The significance lies not in the smell, though that is the easiest way to picture it. Hydrogen sulfide's presence means sulfur exists on HD 189733 b, and sulfur is a vital building block for complex molecules. On Earth, it is essential to nearly all life. Guangwei Fu, an astrophysicist at Johns Hopkins University and the lead author of the study, explained that this discovery serves as a stepping stone—not just for finding hydrogen sulfide on other planets, but for understanding how different types of planets form in the first place.
HD 189733 b itself will never harbor life. Its temperature and weather make that impossible. But the detection opens a door. If hydrogen sulfide can be found on one distant world, it can be found on others. Some of those others might exist in conditions less apocalyptic, in regions where the presence of sulfur and other chemical building blocks could matter for habitability. The James Webb telescope has already hinted at such possibilities: last year it detected dimethyl sulfide in the atmosphere of K2-18 b, an ocean-covered exoplanet. That molecule, on Earth, is produced only by living organisms. The detection sparked speculation about life, though follow-up observations have not yet confirmed the finding.

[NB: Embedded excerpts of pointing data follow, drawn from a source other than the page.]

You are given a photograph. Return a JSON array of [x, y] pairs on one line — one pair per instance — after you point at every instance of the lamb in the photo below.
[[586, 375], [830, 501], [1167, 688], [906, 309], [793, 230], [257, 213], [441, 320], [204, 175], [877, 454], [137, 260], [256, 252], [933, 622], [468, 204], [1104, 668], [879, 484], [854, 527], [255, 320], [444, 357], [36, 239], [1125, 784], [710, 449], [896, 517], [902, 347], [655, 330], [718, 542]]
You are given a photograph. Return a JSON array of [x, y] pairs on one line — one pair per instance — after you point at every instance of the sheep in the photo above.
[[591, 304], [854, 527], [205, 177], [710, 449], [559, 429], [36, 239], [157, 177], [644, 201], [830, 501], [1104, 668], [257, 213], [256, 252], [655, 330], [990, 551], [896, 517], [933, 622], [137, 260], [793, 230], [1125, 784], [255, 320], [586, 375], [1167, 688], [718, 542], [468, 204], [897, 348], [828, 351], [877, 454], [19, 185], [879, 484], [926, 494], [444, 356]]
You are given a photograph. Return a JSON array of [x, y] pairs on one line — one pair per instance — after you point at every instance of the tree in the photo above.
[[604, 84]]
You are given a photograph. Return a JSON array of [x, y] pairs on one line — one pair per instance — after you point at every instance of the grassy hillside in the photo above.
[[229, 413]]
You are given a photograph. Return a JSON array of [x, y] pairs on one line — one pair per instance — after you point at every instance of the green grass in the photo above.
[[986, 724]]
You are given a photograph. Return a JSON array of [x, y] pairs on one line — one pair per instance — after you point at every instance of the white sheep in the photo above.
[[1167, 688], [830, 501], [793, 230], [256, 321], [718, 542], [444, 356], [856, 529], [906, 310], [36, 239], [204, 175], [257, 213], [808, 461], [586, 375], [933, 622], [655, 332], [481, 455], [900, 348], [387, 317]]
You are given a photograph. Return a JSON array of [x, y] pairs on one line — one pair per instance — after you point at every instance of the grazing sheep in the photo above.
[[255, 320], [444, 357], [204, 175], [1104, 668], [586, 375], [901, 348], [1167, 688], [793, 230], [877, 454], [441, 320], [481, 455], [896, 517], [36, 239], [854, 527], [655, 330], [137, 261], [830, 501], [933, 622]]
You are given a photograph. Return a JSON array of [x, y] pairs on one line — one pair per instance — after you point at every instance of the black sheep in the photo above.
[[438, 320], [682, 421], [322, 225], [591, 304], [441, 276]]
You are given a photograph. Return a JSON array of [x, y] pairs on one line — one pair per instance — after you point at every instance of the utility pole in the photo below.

The researchers are now planning to turn the telescope toward other hot Jupiters, searching for hydrogen sulfide in their atmospheres as well. Each detection adds to the map of what exists in distant skies, and each map brings us closer to understanding not just where life might exist, but what the chemical signatures of that life might look like when we finally find them.
Citas Notables
The discovery of hydrogen sulfide is an important stepping stone for finding this molecule on other planets and gaining more understanding of how different types of planets form.— Guangwei Fu, astrophysicist at Johns Hopkins University
Sulfur is a vital element for building more complex molecules and is a key element for almost all lifeforms on Earth.— Guangwei Fu
La Conversación del Hearth Otra perspectiva de la historia
Why does it matter that we found hydrogen sulfide on a planet we can never visit?
Because it tells us what's possible. We've only ever studied sulfur chemistry in our solar system. Finding it on a distant world means we're not looking at an anomaly—we're looking at a pattern.
But HD 189733 b is a hellscape. Nothing could live there.
True. But the chemistry doesn't care about the temperature. If sulfur compounds exist there, they can exist elsewhere. On a cooler planet, in a different orbit, that same sulfur could be part of something alive.
So this is really about the search for life?
It's about understanding the alphabet. We're learning what letters exist in the universe. Life uses certain letters—carbon, oxygen, nitrogen, sulfur. The more places we find those letters, the better we understand where life might write itself.
The James Webb keeps finding these tantalizing hints—like that dimethyl sulfide on K2-18 b. Are we close to finding actual life?
We're learning to read the language. But reading a word and understanding a sentence are different things. We need more detections, more confirmation, more context. We're still in the early chapters.
What happens next?
They point the telescope at more hot Jupiters. They look for hydrogen sulfide again, and again. They build a catalog. And they keep watching for worlds that aren't quite so hellish—places where these molecules might mean something different.